Known limitations and important notes

As of September 2020

  • No TensorFlow integration
  • Currently only supports ImageNet
  • Unknown effect on model accuracy of transcoding from various JPEG formats to H.265
  • Current transcoding filters failed on 81 images of the ImageNet 2012 dataset forcing them to be excluded. More information can be found in the dataset’s README.
  • Current transcoding filters required 111 images of the ImageNet 2012 dataset to first be transcoded to PNG prior to the final H.265 format. More information can be found in the dataset’s README.
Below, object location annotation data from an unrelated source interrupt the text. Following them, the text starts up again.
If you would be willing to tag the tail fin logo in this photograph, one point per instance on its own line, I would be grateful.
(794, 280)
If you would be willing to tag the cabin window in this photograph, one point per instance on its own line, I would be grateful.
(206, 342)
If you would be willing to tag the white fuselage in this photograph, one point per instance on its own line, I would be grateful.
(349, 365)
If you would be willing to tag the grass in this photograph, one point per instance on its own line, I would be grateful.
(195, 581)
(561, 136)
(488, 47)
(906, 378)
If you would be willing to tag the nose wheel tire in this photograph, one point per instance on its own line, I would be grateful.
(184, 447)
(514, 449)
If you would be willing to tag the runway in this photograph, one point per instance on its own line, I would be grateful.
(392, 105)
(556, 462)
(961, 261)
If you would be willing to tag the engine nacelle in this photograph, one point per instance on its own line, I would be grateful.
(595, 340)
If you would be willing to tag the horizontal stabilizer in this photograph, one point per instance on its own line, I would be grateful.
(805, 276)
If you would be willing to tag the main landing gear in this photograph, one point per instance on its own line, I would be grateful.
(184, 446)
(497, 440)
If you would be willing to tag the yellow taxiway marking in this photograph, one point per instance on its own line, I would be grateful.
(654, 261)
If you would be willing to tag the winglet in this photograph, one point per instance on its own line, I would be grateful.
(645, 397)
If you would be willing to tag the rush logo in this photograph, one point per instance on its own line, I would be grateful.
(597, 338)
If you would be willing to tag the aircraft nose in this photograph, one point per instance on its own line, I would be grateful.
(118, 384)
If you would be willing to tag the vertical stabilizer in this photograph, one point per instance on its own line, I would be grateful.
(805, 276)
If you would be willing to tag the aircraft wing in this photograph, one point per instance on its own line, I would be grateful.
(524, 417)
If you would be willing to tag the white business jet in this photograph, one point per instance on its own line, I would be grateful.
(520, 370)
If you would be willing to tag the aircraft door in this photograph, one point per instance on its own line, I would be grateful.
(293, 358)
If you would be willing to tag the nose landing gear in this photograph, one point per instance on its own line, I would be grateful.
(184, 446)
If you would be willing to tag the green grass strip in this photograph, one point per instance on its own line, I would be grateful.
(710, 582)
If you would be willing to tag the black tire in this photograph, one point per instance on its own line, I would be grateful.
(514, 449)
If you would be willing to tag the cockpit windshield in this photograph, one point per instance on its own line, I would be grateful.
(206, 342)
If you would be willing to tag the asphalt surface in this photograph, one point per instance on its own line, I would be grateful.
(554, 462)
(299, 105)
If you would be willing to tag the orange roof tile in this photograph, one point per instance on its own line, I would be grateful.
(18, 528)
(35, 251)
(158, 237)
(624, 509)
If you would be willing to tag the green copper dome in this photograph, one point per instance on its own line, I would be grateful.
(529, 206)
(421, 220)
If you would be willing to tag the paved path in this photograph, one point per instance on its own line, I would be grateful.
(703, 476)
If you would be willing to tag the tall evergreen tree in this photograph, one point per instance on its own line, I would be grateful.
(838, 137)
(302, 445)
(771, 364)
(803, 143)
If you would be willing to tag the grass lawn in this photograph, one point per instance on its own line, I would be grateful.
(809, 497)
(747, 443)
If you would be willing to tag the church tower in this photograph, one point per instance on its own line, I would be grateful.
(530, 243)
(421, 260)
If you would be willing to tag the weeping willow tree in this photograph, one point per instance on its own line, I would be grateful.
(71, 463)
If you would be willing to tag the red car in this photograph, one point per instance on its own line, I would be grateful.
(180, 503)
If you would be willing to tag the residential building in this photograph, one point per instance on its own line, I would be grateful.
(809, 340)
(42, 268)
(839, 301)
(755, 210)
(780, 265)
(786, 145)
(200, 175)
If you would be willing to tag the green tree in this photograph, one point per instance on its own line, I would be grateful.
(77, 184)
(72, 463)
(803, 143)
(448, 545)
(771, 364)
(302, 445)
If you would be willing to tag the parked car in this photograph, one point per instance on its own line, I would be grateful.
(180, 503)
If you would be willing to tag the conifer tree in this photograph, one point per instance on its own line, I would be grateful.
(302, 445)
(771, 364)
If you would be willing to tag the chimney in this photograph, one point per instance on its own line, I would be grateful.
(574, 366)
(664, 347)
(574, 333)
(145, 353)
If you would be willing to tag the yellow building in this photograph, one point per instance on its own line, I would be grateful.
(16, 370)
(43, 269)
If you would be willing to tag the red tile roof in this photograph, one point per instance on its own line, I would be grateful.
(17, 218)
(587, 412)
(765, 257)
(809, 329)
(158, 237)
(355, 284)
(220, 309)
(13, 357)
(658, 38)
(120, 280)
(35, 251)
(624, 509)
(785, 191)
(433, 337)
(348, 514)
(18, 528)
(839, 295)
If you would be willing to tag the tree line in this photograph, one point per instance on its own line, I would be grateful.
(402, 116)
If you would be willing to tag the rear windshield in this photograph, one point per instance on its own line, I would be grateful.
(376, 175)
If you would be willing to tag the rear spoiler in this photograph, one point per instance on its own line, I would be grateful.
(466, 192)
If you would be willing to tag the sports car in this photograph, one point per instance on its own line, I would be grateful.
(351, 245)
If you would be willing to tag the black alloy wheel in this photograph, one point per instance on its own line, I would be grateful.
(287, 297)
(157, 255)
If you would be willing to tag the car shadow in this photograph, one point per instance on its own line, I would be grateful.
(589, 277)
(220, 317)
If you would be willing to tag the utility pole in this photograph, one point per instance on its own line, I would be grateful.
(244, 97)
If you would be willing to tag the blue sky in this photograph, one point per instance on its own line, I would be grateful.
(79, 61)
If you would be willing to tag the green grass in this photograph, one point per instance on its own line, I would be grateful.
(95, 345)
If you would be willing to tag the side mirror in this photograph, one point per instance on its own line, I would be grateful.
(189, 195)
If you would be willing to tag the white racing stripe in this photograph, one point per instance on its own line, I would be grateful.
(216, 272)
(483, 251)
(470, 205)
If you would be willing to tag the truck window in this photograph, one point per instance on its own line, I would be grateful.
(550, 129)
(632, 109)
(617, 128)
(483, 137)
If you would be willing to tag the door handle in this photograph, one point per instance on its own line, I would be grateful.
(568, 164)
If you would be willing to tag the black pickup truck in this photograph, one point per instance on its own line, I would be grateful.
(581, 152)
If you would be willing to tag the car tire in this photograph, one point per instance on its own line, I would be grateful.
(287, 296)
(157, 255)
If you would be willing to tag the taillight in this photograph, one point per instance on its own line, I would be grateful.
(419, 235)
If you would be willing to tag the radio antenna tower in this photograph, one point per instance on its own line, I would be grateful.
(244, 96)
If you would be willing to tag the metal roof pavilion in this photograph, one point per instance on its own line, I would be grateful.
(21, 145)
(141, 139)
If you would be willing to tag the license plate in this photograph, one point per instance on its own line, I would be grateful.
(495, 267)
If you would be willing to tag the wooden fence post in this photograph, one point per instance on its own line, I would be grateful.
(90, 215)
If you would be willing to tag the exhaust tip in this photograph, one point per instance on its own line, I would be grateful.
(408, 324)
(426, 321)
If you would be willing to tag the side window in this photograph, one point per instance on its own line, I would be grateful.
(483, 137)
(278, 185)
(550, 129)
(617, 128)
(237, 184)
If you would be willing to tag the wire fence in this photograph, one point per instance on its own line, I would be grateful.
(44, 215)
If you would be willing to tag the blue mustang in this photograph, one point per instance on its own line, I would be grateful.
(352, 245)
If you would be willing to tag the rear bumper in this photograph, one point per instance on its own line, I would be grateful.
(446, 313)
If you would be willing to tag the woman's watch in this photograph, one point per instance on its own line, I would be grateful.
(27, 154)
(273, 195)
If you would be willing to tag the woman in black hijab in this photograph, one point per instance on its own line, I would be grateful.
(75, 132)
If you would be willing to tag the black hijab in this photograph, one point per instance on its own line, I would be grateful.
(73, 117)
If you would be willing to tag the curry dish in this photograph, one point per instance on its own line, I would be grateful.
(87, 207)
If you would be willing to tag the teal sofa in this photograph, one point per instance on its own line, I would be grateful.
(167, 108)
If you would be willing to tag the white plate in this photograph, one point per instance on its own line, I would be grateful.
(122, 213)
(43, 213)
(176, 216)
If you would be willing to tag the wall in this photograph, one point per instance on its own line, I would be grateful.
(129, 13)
  • High resolution images stored in the bzna_input track of the input samples are currently not available through the Dataloader. Their varying size prevent them from being decoded using a single hardware decoder configuration. The selected solution is to represent the images in the HEIF format which will be completed in future development.
  • It is currently not possible to compose transformations like you can with torchvision.transforms.Compose but SimilarityTransform should cover most of the necessary images transformations.
  • SimilarityTransform and RandomResizedCrop slightly differ from the behaviour of torchvision.transforms.RandomResizedCrop where, instead of falling back to a center crop when the random crop area doesn’t fit after 10 tries, SimilarityTransform will still perform the crop and only center it on the dimension not fitting. Due to the encoding methods used in Benzina, this will usually result in an image with a black top border and a smeared bottom border or a black left border and a smeared right border if the crop area did not fit vertically or horizontally respectively.